Travers Smith has announced its 2010-11 financial results with turnover remaining static at £72m, against an 8% drop in profits per equity partner (PEP).

The firm has seen PEP fall to £650,000 down from £705,000 in 2009-10, with management at the firm attributing the dip to increases in salaries and staff numbers.

The results come after Travers last year saw an 11.6% increase in turnover from £64.5m in 2008-09, while PEP shot up by 50% from £470,000.

Managing partner Andrew Lilley (pictured) said: "It is difficult to work out what one should expect in this climate, but if someone had told me last year that we would post the same result again now, I would have been, and am, very pleased.
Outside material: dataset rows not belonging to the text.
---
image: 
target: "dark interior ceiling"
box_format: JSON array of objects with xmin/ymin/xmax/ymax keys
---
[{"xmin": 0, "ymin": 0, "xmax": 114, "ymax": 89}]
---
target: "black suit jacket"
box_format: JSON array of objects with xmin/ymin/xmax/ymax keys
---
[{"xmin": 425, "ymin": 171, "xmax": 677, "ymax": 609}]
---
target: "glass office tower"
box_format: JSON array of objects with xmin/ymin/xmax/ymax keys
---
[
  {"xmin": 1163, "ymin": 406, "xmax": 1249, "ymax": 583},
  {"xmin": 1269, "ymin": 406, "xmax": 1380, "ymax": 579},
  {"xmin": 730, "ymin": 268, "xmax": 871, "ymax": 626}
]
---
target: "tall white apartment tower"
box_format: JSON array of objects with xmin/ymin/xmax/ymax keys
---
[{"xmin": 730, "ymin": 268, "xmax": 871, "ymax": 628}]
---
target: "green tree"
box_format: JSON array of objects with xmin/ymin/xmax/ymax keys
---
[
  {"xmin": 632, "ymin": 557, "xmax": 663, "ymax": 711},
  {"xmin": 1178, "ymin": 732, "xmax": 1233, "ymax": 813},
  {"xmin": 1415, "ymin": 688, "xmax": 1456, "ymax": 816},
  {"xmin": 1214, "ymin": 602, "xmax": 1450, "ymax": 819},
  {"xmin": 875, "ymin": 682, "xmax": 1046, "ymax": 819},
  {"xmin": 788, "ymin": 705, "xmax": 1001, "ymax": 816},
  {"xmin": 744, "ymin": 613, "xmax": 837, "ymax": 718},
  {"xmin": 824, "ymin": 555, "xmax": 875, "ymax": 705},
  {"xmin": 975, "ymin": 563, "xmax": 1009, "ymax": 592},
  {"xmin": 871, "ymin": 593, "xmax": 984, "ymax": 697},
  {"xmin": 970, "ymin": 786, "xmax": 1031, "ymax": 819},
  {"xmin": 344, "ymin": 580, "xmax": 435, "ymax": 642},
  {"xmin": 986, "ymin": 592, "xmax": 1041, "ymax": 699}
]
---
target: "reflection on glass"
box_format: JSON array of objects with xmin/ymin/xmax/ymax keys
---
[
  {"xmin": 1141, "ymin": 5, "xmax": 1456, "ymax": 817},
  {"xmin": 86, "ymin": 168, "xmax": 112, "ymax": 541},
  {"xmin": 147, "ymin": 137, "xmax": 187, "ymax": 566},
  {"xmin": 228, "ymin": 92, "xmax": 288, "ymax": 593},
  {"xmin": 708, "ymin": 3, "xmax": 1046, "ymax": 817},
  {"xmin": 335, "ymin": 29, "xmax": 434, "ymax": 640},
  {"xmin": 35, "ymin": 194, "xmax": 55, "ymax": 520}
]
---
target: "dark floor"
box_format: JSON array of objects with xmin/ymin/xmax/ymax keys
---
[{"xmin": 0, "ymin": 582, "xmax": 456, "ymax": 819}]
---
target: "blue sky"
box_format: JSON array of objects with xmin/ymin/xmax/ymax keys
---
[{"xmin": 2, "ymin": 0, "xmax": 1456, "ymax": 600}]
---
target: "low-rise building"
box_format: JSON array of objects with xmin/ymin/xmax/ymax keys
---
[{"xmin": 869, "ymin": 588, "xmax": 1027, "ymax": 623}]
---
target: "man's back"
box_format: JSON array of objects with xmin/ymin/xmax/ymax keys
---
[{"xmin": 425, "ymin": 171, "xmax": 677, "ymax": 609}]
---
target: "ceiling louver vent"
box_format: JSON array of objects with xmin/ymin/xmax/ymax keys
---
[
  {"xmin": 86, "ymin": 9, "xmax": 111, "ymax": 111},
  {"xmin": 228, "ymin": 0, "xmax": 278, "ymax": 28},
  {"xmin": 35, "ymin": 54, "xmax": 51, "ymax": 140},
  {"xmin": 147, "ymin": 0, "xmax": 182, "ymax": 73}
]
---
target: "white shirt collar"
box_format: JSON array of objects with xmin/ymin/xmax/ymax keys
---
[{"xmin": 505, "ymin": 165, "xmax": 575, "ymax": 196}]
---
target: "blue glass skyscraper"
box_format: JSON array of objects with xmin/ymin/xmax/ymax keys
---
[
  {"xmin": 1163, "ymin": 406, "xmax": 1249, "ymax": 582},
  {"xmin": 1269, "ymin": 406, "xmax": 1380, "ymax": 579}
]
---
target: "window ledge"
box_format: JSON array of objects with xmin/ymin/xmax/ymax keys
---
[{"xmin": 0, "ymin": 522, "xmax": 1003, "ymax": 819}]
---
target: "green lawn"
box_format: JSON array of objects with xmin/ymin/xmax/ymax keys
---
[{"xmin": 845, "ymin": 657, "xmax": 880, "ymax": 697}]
"We have had a number of highlights this year across all areas of the practice, not least winning our first corporate role acting for the Bank of England, but the absence of a strong initial public offering market in particular has meant we have remained stable. The slight decrease in PEP is related to a slight increase in salaries and staff this year."

The total number of partners and equity partners at the firm remained steady at 59 and 43 respectively during 2010-11, while the total number of lawyers increased from 209 in 2009-10 to 215.

Travers Smith made up five new partners in its annual promotion round this year, including the firm's first partner to be promoted while working part-time.

News of Travers' results comes after Linklaters and Freshfields Bruckhaus Deringer also announced their financial results earlier today with Linklaters seeing marginal increases in both turnover PEP, while Freshfields posted static turnover against a 7% dip in PEP.